Dipartimento Di Elettronica, Informazione E Bioingegneria, Politecnico Di Milano, Milano, Italy.
Division of Radiology, IEO, European Institute of Oncology IRCCS, Milan, Italy.
J Digit Imaging. 2022 Aug;35(4):970-982. doi: 10.1007/s10278-022-00615-w. Epub 2022 Mar 16.

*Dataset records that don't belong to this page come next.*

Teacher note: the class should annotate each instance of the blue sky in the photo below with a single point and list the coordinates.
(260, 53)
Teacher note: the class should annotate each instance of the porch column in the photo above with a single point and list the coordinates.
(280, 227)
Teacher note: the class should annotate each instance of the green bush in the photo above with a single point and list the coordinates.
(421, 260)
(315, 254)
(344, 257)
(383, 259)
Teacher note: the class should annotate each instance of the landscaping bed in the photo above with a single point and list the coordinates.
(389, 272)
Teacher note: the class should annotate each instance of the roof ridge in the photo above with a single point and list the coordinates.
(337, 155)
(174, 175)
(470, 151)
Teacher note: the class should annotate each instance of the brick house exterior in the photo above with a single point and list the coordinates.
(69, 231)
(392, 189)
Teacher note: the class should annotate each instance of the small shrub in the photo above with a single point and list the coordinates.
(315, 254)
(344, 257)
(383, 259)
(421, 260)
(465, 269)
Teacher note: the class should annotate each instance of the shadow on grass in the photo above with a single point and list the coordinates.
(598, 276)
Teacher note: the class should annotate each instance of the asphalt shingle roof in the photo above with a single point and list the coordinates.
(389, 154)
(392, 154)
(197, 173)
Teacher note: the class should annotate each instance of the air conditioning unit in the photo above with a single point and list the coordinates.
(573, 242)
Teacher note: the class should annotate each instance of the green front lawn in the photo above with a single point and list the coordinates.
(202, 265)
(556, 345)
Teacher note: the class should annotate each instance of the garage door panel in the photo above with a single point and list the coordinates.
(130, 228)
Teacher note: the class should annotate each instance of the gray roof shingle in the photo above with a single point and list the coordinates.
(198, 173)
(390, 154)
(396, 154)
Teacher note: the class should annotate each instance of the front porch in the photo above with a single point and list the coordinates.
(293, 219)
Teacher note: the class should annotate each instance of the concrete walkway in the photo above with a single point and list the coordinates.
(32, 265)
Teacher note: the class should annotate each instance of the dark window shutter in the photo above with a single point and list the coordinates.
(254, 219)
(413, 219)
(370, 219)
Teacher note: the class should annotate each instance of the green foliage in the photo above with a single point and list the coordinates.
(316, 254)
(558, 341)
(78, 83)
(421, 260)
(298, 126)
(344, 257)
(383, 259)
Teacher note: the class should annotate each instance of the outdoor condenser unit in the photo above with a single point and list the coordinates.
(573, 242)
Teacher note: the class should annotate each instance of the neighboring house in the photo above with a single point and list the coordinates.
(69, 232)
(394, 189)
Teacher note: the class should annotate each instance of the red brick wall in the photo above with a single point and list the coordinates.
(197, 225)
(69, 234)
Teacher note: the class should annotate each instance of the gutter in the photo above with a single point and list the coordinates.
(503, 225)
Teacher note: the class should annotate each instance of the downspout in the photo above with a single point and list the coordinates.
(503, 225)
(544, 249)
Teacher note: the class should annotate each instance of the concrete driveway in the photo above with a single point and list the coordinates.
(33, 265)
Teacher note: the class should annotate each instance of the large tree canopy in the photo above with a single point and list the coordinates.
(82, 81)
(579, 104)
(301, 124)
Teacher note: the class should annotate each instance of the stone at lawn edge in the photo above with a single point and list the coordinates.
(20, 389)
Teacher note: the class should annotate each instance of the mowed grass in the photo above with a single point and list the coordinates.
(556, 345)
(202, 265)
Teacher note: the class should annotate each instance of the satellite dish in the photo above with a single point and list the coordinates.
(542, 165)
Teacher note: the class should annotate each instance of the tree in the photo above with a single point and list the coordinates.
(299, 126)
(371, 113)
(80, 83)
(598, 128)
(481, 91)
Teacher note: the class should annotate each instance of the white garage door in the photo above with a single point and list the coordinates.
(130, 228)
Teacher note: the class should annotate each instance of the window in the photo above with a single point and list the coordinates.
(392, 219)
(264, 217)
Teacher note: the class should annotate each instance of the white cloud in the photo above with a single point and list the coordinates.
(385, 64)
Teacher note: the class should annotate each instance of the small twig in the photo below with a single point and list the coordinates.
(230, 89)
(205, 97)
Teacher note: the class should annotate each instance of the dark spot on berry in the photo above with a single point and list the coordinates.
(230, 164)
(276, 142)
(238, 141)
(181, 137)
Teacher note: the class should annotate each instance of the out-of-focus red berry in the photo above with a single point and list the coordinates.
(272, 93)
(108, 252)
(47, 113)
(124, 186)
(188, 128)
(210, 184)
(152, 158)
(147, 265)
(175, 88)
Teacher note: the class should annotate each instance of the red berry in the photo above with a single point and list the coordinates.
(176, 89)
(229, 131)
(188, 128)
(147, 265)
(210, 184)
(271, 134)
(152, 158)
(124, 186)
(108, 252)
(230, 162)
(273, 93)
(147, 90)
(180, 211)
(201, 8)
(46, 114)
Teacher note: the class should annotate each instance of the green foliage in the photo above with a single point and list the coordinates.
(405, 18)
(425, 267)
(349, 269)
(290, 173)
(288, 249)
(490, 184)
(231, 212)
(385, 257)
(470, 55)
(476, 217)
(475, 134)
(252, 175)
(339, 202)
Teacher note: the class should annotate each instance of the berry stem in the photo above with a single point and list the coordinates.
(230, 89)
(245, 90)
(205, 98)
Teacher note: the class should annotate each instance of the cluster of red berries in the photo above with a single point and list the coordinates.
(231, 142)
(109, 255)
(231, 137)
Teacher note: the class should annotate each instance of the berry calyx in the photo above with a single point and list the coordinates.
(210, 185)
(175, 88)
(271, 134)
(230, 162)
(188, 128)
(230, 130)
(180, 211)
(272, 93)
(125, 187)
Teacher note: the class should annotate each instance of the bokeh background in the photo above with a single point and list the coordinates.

Integrating the information coming from biological samples with digital data, such as medical images, has gained prominence with the advent of precision medicine. Research in this field faces an ever-increasing amount of data to manage and, as a consequence, the need to structure these data in a functional and standardized fashion to promote and facilitate cooperation among institutions. Inspired by the Minimum Information About BIobank data Sharing (MIABIS), we propose an extended data model which aims to standardize data collections where both biological and digital samples are involved. In the proposed model, strong emphasis is given to the cause-effect relationships among factors as these are frequently encountered in clinical workflows. To test the data model in a realistic context, we consider the Continuous Observation of SMOking Subjects (COSMOS) dataset as case study, consisting of 10 consecutive years of lung cancer screening and follow-up on more than 5000 subjects. The structure of the COSMOS database, implemented to facilitate the process of data retrieval, is therefore presented along with a description of data that we hope to share in a public repository for lung cancer screening research.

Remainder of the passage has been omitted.